A PLANNING tribunal has knocked back a sign company's bid to build a major promotions billboard in the middle of Huntly.
Transad Australia took the City of Greater Bendigo to the Victorian Civil and Administrative Tribunal after its push for the sign at 603 Midland Highway was blocked.
The double-sided sign would have been 8.4 metres wide and rise 5.4 metres across the ground and be to passing motorists using the increasingly busy road.
Bendigo's council originally knocked back the plan out of concerns about its impact on the streetscape and it failed to meet a number of planning policy clauses around signage.
Transad told VCAT the sign would integrate comfortably into the commercial core of Huntly.
It argued that the council had not considered the way the area's character was expected to evolve over the coming 10 years.

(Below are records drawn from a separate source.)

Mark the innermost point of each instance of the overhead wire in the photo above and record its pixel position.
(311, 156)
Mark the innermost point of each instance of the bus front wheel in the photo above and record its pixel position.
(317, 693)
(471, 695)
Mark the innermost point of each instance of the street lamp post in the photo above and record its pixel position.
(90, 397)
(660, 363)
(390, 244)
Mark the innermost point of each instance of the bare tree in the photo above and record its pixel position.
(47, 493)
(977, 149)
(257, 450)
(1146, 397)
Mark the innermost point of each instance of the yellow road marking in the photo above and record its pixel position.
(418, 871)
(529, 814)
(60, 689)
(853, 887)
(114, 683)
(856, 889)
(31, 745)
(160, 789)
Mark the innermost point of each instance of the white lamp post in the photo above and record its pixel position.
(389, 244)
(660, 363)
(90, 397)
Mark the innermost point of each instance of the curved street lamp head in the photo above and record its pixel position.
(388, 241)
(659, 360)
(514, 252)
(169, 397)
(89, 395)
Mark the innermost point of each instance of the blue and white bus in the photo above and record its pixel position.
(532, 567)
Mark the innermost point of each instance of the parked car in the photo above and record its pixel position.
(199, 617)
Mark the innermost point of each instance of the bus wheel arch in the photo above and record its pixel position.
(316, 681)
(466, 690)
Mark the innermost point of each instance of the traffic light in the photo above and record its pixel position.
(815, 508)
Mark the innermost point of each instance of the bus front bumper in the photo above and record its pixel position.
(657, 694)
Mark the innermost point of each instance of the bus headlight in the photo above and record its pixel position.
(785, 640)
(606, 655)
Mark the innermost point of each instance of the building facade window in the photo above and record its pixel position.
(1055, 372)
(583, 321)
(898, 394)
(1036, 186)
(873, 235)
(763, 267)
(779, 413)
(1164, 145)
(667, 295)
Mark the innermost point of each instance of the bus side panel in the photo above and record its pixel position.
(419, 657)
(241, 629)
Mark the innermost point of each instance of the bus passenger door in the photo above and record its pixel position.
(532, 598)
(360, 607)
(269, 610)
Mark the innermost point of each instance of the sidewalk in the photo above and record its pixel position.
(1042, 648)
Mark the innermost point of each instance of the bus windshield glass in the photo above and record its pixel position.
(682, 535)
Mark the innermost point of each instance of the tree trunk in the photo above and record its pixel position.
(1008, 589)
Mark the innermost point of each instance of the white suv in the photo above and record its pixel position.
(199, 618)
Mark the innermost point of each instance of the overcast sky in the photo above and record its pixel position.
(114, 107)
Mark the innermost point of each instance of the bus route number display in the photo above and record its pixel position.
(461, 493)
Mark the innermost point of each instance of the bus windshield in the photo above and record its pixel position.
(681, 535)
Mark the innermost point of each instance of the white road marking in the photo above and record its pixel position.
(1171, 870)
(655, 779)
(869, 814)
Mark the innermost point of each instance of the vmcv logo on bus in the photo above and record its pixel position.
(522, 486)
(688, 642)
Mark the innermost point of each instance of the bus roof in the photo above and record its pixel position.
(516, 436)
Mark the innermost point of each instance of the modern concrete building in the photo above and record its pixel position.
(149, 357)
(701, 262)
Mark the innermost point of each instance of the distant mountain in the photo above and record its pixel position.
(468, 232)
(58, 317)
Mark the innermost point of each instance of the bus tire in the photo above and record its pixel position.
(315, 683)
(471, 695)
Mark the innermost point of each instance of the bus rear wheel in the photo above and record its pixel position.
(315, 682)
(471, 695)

It pointed to the council itself, which was expecting significant changes in that time.
Transad said those changes would lend themselves to the sort of streetscape a large billboard would sit comfortably in.
Even today it is hard to say the area has a strong or even coherent character, Transad said.
"It is an eclectic and robust environment of varied scale and setback, which incorporates signage in a variety of forms," the company told VCAT.
The sign itself would have been nestled below silos on site.
VCAT member Shiran Wickramasinghe accepted the idea that Huntly will change with the passage of time but said the evolution was yet to happen.
He ruled that every building in the area was single-story, even if the silos were taller.
"In this context I find the introduction of a 19.3 square metre promotion sign ... on land occupied by an egg farm to be incompatible with the existing pattern of development," Mr Wickramasinghe said.
He found the sign would look disorderly and discordant in the streetscape.
It was a different take than on signage previously approved for an unrelated petrol station 65 metres away on the opposite side of the road.
Mr Wickramasinghe said those signs made more sense to someone on the street because they were consistent with the idea of a petrol station.